A fence from seabed to surface and shore to shore fully encloses a swim area, keeping sharks out without trapping or killing wildlife. Inside the enclosure protection is near-absolute, but it suits sheltered beaches only and protects just that zone, not the open surf.

Parent issue

#00068 Fatal shark bites are rising as human–shark overlap increases along populated coasts

Sustainable Development Goals

Life Below WaterSustainable Cities and CommunitiesGood Health and Well-being

Location

city

Description

Mechanism

Unlike a gillnet, an exclusion barrier is a continuous physical fence — modern versions use rigid or semi-rigid plastic mesh panels — anchored from the seabed to the surface and joined to the shore at both ends, fully enclosing a bathing area.

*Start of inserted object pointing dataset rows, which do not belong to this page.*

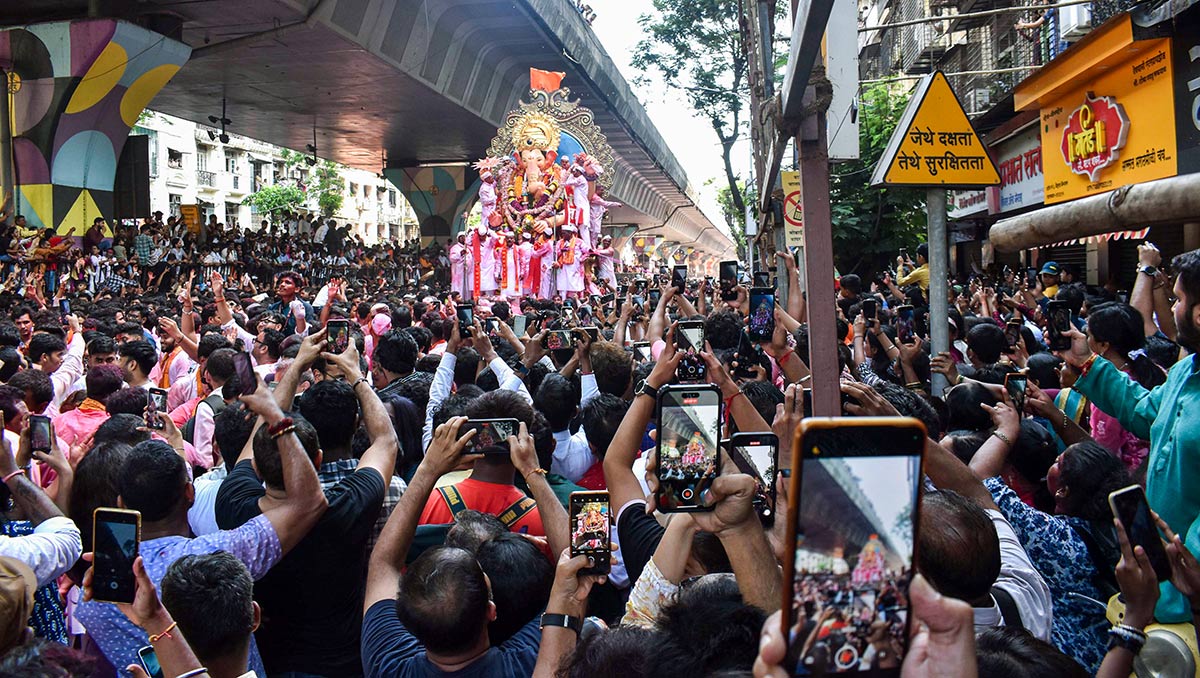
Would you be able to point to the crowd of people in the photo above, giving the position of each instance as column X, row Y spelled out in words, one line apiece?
column 328, row 513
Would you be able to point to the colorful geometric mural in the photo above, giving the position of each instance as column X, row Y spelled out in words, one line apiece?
column 81, row 87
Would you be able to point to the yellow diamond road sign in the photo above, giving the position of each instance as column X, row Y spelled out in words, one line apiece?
column 935, row 144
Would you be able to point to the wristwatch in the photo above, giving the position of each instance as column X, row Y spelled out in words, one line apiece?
column 645, row 389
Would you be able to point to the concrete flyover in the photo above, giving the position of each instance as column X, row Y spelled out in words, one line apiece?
column 424, row 83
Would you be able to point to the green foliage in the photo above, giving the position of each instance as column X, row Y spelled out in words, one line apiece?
column 871, row 225
column 277, row 198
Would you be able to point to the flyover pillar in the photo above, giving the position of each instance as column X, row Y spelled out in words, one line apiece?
column 79, row 88
column 439, row 196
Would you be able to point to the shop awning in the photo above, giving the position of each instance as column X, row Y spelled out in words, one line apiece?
column 1175, row 199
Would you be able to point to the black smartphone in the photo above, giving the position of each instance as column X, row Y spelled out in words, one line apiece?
column 757, row 456
column 520, row 323
column 679, row 277
column 115, row 537
column 840, row 569
column 1013, row 333
column 1015, row 385
column 870, row 310
column 339, row 335
column 689, row 433
column 727, row 279
column 150, row 661
column 244, row 370
column 1059, row 315
column 156, row 402
column 762, row 313
column 1129, row 507
column 591, row 519
column 904, row 324
column 556, row 340
column 466, row 316
column 492, row 435
column 642, row 351
column 39, row 433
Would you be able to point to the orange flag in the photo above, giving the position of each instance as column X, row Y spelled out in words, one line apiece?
column 545, row 81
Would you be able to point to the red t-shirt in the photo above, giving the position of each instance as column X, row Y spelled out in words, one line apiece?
column 486, row 498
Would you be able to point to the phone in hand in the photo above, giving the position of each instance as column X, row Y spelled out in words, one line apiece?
column 1015, row 385
column 244, row 370
column 757, row 456
column 40, row 433
column 149, row 660
column 689, row 435
column 519, row 324
column 491, row 437
column 844, row 467
column 727, row 279
column 466, row 316
column 1131, row 508
column 591, row 519
column 762, row 313
column 339, row 335
column 156, row 402
column 115, row 537
column 1059, row 325
column 679, row 277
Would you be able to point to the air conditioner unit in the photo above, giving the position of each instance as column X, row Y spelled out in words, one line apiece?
column 1074, row 22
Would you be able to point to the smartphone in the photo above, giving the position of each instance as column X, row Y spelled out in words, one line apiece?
column 1129, row 507
column 904, row 324
column 762, row 313
column 1015, row 385
column 466, row 316
column 556, row 340
column 727, row 279
column 591, row 519
column 679, row 277
column 1013, row 333
column 689, row 425
column 520, row 323
column 244, row 369
column 642, row 351
column 1059, row 313
column 655, row 295
column 869, row 467
column 870, row 310
column 339, row 335
column 492, row 435
column 757, row 456
column 156, row 402
column 115, row 535
column 150, row 661
column 39, row 433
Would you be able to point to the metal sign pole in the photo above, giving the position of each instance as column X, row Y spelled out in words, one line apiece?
column 939, row 289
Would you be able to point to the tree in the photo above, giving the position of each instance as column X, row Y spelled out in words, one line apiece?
column 871, row 225
column 696, row 47
column 276, row 198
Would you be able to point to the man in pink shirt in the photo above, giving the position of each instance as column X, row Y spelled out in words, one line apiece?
column 82, row 421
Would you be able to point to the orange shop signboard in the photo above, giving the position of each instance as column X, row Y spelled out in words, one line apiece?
column 1115, row 130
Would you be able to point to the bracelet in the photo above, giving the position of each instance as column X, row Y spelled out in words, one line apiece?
column 165, row 634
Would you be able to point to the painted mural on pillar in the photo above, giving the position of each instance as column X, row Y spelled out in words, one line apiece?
column 79, row 89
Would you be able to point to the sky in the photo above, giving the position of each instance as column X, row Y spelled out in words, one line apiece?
column 690, row 138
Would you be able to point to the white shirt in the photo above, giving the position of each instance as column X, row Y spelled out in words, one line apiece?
column 1020, row 580
column 52, row 550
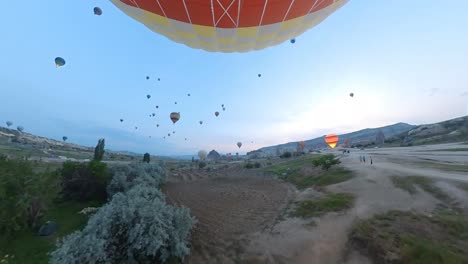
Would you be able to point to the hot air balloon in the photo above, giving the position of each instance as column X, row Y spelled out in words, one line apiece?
column 202, row 154
column 331, row 140
column 229, row 26
column 174, row 117
column 59, row 62
column 97, row 11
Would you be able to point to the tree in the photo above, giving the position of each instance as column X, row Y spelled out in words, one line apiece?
column 99, row 150
column 380, row 138
column 146, row 157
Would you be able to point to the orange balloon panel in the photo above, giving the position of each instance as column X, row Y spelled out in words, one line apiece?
column 229, row 25
column 331, row 140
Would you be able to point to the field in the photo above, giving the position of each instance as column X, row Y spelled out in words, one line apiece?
column 288, row 211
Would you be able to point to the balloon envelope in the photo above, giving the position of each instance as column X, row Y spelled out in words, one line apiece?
column 229, row 25
column 331, row 140
column 59, row 62
column 97, row 11
column 174, row 117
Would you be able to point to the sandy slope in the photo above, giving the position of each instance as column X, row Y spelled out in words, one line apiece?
column 239, row 209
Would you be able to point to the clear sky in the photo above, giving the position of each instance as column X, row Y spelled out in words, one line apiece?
column 405, row 61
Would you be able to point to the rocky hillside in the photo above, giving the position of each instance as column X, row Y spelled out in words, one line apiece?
column 453, row 130
column 361, row 137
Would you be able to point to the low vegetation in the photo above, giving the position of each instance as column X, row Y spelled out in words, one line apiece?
column 302, row 173
column 406, row 237
column 332, row 202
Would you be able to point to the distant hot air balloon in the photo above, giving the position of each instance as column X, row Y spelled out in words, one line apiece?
column 97, row 11
column 202, row 154
column 175, row 117
column 59, row 62
column 331, row 140
column 229, row 25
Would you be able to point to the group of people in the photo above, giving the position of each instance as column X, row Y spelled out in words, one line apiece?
column 363, row 159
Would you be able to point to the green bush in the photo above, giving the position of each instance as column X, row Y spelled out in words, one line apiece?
column 201, row 164
column 84, row 182
column 325, row 161
column 24, row 195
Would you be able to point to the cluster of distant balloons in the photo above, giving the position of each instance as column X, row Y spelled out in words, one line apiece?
column 317, row 14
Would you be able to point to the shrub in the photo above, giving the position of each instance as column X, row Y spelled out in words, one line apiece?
column 146, row 158
column 99, row 150
column 134, row 227
column 124, row 177
column 201, row 164
column 24, row 195
column 84, row 182
column 326, row 161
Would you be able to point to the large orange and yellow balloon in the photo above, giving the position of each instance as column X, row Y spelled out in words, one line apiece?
column 229, row 25
column 331, row 140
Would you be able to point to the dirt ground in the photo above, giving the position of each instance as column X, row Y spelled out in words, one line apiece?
column 242, row 215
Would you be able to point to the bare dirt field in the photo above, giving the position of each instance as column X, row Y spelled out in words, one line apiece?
column 242, row 213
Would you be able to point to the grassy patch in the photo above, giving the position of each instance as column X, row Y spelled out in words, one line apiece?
column 27, row 247
column 330, row 203
column 405, row 237
column 292, row 171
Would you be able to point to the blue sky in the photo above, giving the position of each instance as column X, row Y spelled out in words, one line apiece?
column 405, row 61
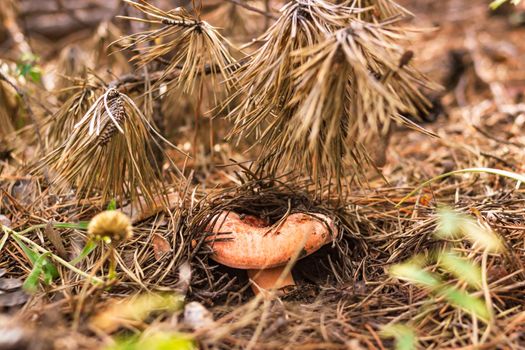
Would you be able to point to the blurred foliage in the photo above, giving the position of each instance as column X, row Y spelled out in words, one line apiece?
column 27, row 67
column 451, row 225
column 156, row 341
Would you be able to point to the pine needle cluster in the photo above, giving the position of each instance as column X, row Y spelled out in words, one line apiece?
column 324, row 82
column 109, row 153
column 192, row 46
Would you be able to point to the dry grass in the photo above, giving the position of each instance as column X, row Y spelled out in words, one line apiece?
column 345, row 295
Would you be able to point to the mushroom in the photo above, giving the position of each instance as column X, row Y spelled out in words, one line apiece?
column 265, row 250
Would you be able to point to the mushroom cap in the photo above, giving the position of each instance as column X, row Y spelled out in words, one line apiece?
column 253, row 245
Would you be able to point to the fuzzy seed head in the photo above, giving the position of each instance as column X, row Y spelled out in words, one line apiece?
column 110, row 226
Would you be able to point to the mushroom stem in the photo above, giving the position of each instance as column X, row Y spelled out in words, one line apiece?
column 265, row 279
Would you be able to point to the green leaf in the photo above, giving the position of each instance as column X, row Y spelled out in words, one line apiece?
column 155, row 341
column 31, row 255
column 497, row 3
column 81, row 225
column 50, row 272
column 466, row 302
column 31, row 283
column 404, row 335
column 112, row 205
column 449, row 223
column 464, row 269
column 88, row 248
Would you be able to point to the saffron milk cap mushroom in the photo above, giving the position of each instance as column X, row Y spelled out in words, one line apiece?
column 265, row 250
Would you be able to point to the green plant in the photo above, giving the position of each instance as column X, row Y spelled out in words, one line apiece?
column 458, row 276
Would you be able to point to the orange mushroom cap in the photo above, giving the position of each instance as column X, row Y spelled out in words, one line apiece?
column 253, row 245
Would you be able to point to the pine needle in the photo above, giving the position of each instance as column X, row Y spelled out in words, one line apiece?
column 192, row 45
column 109, row 152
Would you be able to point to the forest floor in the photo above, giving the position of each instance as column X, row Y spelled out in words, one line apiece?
column 345, row 294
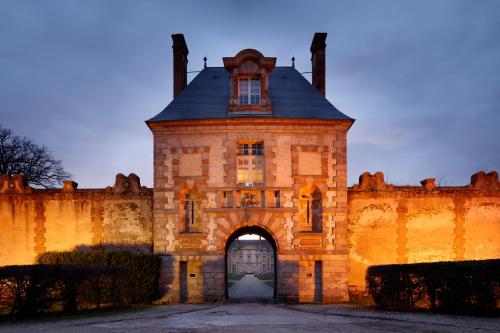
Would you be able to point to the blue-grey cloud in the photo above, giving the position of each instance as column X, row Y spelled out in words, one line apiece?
column 421, row 78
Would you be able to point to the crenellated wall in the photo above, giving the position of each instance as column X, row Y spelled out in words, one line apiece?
column 387, row 224
column 34, row 221
column 407, row 224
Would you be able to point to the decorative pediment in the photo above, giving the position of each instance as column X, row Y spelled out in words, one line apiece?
column 249, row 78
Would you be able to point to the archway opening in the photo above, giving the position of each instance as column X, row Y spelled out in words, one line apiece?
column 251, row 265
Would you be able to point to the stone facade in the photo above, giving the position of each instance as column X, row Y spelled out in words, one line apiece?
column 35, row 221
column 240, row 169
column 386, row 224
column 408, row 224
column 293, row 150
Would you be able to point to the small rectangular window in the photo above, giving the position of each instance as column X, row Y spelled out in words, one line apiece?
column 249, row 91
column 228, row 196
column 277, row 199
column 250, row 163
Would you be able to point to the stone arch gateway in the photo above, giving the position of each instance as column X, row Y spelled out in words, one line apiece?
column 255, row 230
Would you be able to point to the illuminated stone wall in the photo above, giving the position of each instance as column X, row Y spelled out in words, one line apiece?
column 403, row 224
column 386, row 224
column 34, row 221
column 300, row 156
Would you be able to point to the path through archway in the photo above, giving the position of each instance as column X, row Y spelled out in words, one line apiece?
column 251, row 266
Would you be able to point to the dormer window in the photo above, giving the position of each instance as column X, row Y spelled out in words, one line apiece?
column 249, row 91
column 249, row 82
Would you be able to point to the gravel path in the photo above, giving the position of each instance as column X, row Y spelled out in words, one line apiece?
column 250, row 288
column 254, row 317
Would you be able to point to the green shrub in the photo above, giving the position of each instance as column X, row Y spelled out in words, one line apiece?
column 463, row 286
column 142, row 270
column 27, row 290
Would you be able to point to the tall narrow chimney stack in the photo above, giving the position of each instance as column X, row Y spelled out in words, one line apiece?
column 180, row 63
column 318, row 55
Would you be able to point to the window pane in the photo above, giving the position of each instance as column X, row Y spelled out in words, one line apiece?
column 255, row 91
column 243, row 93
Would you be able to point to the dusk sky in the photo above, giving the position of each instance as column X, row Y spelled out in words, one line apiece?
column 421, row 78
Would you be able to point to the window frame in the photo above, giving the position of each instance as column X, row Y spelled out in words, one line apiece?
column 248, row 80
column 250, row 163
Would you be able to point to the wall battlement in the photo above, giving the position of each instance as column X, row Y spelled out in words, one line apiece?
column 407, row 224
column 387, row 223
column 33, row 221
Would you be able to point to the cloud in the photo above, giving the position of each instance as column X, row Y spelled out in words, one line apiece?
column 420, row 78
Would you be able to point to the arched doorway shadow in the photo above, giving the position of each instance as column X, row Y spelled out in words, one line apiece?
column 255, row 230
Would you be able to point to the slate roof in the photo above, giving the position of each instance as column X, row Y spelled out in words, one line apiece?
column 207, row 96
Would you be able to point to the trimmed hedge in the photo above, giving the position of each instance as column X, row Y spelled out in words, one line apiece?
column 462, row 286
column 27, row 290
column 142, row 270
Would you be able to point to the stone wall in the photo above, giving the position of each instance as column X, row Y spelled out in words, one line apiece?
column 407, row 224
column 300, row 157
column 387, row 224
column 33, row 221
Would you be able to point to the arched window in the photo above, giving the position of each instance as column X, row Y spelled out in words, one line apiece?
column 310, row 209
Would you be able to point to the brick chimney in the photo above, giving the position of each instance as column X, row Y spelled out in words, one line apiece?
column 318, row 47
column 180, row 63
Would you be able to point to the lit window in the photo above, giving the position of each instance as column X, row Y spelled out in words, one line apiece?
column 250, row 164
column 249, row 91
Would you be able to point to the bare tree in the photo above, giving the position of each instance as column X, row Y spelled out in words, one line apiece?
column 19, row 155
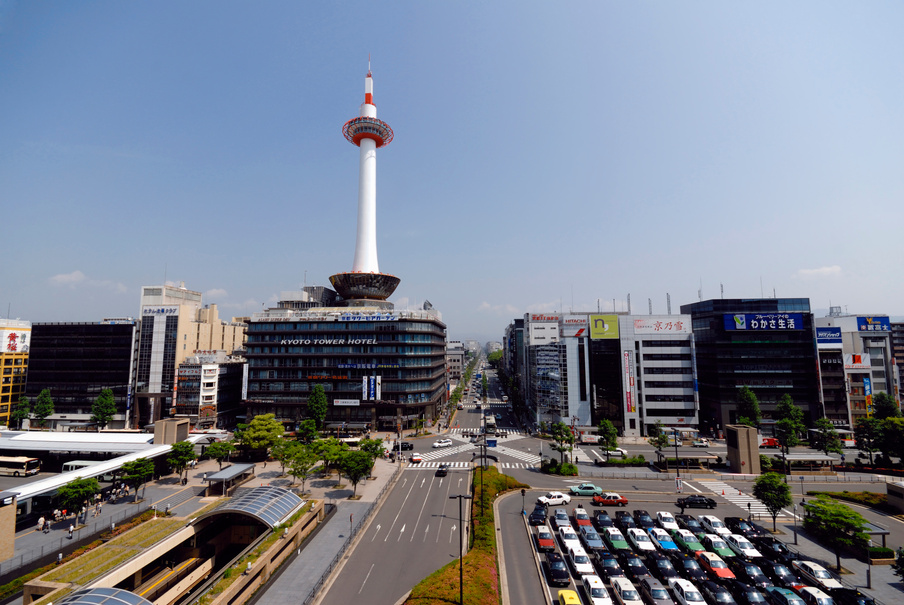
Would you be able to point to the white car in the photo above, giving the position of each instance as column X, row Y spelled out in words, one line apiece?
column 596, row 590
column 817, row 574
column 569, row 539
column 640, row 540
column 667, row 521
column 554, row 499
column 714, row 525
column 580, row 561
column 742, row 546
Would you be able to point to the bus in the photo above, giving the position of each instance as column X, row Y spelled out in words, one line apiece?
column 19, row 465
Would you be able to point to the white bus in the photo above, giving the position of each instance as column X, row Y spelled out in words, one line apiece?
column 19, row 465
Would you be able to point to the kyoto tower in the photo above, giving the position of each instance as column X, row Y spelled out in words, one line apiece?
column 365, row 282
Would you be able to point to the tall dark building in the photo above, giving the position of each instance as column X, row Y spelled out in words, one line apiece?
column 766, row 344
column 78, row 360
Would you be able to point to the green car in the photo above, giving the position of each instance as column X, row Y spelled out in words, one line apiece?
column 688, row 541
column 616, row 540
column 716, row 544
column 586, row 489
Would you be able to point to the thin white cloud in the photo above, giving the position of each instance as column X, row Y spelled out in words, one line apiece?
column 820, row 273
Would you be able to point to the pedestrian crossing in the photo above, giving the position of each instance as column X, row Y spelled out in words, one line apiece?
column 738, row 497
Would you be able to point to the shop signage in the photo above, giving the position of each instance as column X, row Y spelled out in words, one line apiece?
column 764, row 321
column 873, row 324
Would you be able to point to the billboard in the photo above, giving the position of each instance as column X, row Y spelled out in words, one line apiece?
column 665, row 324
column 603, row 327
column 828, row 338
column 857, row 361
column 764, row 321
column 873, row 324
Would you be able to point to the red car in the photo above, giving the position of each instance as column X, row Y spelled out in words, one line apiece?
column 610, row 499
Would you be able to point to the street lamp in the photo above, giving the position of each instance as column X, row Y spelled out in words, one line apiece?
column 461, row 547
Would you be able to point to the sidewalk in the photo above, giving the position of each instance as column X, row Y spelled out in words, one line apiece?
column 301, row 576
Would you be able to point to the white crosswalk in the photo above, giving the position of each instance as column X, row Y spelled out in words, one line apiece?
column 738, row 497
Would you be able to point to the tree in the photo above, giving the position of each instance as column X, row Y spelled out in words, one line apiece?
column 317, row 405
column 22, row 411
column 138, row 472
column 868, row 436
column 789, row 422
column 221, row 451
column 884, row 406
column 303, row 463
column 836, row 524
column 658, row 438
column 307, row 431
column 77, row 493
column 356, row 465
column 262, row 432
column 563, row 440
column 181, row 453
column 608, row 436
column 104, row 408
column 43, row 406
column 773, row 492
column 826, row 437
column 283, row 451
column 748, row 407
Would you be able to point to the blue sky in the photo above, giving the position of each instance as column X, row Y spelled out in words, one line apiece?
column 547, row 156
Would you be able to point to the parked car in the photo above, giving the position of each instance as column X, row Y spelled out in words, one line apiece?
column 815, row 574
column 554, row 499
column 716, row 594
column 641, row 540
column 667, row 520
column 556, row 570
column 695, row 501
column 653, row 592
column 643, row 519
column 596, row 590
column 538, row 515
column 662, row 539
column 545, row 541
column 585, row 489
column 714, row 564
column 690, row 523
column 742, row 546
column 610, row 499
column 714, row 525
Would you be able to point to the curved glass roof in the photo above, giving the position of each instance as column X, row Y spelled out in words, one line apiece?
column 102, row 596
column 269, row 504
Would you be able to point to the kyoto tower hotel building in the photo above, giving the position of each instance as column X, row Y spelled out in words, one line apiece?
column 381, row 368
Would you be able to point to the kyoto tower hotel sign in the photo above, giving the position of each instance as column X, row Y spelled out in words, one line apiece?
column 365, row 283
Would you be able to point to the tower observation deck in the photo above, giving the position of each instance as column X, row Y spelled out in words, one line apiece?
column 364, row 281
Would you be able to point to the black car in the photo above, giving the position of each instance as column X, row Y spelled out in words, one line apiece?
column 690, row 523
column 688, row 568
column 538, row 515
column 850, row 596
column 742, row 527
column 695, row 501
column 607, row 565
column 748, row 572
column 624, row 521
column 557, row 570
column 661, row 566
column 744, row 593
column 633, row 565
column 774, row 550
column 602, row 519
column 644, row 520
column 780, row 575
column 716, row 594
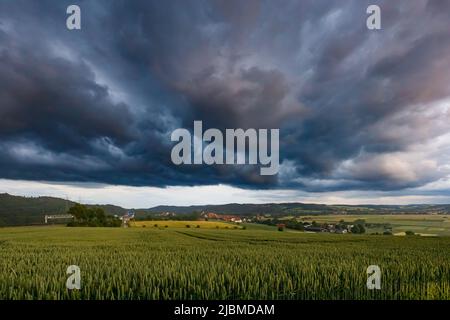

Sharks are physically excluded; rigid-panel designs let smaller marine life pass, so bycatch is minimal to none. Tidal/ocean pools achieve the same separation by other means.

Where it fits

Suited to sheltered bays, harbours and gazetted swimming beaches rather than high-energy open surf. It is the most complete protection available for a defined swim area, and a strong fit where a community wants a guaranteed-safe zone without any lethal control.

Operating profile

  • Protection inside an intact barrier is effectively total — programs report zero bites within the enclosure.
  • Only the enclosed area is protected; surfers and swimmers outside it are not.
  • Vulnerable to storm and swell damage and to biofouling; needs maintenance and is impractical to span large or exposed coastlines.
  • Higher upfront capital and infrastructure cost than detection-only measures.

Evidence

Hong Kong has enclosed dozens of gazetted beaches with seabed-to-surface barriers since the mid-1990s, with no fatalities at protected beaches since 1995. In Western Australia, an eco-barrier has operated at Coogee Beach since 2014 following a 2013–14 trial. These are the clearest demonstrations that physical separation can eliminate in-zone risk while avoiding the bycatch of gillnets.